We found that the workplace within the hospital was not significantly related to the incidence of SARS-CoV-2 infection when all health care professionals were wearing PPE correctly. HCW at the frontline, including emergency room and intensive care units, had similar infection rates to those working in moderate- and low-exposure areas such as hospital administration and medical social work. Our results align with previous studies reporting that the risk of SARS-CoV-2 infection in HCW is not necessarily associated with the workplace but with other factors such as community exposure and contact with family members who are COVID-19 asymptomatic carriers, and the inaccurate use of PPE [17,18].
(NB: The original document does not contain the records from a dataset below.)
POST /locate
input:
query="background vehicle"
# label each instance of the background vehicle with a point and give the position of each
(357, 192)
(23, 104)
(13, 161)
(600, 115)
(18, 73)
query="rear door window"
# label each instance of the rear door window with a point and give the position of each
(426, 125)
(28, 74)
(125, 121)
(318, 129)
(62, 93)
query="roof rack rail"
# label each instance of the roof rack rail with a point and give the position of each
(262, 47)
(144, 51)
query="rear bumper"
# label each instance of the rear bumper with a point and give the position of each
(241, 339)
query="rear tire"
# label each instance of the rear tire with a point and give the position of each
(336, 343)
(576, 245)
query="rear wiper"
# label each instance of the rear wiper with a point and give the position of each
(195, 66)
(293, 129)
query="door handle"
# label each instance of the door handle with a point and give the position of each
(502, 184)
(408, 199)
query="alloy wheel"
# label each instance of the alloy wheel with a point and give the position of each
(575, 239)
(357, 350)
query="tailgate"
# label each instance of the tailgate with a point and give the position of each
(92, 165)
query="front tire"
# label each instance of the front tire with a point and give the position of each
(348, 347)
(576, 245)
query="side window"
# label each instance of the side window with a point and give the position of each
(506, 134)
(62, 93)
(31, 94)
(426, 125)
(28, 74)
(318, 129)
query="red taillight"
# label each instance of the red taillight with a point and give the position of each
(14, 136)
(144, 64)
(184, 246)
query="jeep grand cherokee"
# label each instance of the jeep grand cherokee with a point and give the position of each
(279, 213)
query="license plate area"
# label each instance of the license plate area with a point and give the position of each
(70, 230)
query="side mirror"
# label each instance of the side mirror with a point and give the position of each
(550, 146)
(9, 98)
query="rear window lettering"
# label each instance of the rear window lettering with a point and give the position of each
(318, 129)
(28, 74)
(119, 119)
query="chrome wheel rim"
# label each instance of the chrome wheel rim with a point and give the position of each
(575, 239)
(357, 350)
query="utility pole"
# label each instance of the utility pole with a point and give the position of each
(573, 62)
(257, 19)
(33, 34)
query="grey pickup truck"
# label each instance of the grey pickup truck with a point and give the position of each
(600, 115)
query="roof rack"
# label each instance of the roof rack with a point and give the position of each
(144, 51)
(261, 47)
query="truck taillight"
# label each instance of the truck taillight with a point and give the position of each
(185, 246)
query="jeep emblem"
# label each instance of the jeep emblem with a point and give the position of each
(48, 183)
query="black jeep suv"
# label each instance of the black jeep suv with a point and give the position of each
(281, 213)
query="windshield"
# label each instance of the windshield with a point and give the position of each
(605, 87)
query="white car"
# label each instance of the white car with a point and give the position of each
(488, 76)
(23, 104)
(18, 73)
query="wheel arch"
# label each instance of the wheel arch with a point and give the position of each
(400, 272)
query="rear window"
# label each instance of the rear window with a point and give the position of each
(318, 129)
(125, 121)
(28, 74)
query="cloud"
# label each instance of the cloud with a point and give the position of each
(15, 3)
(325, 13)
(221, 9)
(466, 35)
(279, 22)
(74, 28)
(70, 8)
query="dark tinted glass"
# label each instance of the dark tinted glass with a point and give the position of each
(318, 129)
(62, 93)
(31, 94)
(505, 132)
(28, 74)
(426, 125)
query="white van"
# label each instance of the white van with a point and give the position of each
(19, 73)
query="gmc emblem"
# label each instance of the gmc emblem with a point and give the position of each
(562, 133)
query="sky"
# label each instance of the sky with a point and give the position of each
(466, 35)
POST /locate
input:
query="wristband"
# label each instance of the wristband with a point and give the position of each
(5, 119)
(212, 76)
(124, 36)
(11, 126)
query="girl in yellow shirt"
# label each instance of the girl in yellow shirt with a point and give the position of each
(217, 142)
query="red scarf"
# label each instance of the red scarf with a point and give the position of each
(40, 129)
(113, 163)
Finally, our results indicate that only 33% of IgG seropositive participants presented COVID-19 symptoms, which means that two in three subjects were asymptomatic carriers. Abdulla A. Damluji and colleagues found 4.8% of asymptomatic carriers among HCW [19], while another study reported that 40% of HCW with SARS-CoV-2 infection did not develop any symptoms concurring with COVID-19 [20]. Altogether, our protocol shows many SARS-CoV-2 asymptomatic carriers among HCW, which may contribute to increasing transmissibility of the disease within the hospital and in the community.

We are inclined to point out some strengths and limitations to the study. The sample size (n = 109) could be a limitation considering that more than seven thousand employees work in the General Hospital of Mexico. However, besides sample size estimation suggesting that 105 participants were enough for statistical analysis, the number of HCW enrolled allowed us to monitor any suggestive COVID-19 symptoms individually for six months, including weekends, strengthening our ability to estimate infection rates and identify asymptomatic carriers. Furthermore, the fact that we conducted this study in one single care center could also be a limitation, considering that a multicenter trial provides an increased number of patients from different geographic places and socioeconomic statuses. Nevertheless, the General Hospital of Mexico is one of the largest tertiary care centers in the country, attending nearly 200,000 low- and middle-income patients from the south-central region of Mexico per year. Therefore, our findings reflect, to some extent, the exposure levels of HCW working in dedicated COVID-19 hospitals in Mexico and may help consider effective strategies to face emerging health threats like SARS-CoV-2.

5. Conclusions

This prospective study shows, for the first time, in a cohort of HCW followed-up for six months, that the incidence rate of SARS-CoV-2 infection was as high as 58%, among which 67% were asymptomatic carriers. There were no risk factors contributing to the increase in the infection rate, including the workplace within the hospital. There is still a considerable need to increase safety procedures in COVID-19 hospitals, where HCW exposed to SARS-CoV-2 infection can increase virus transmissibility to other health care professionals, relatives, and patients.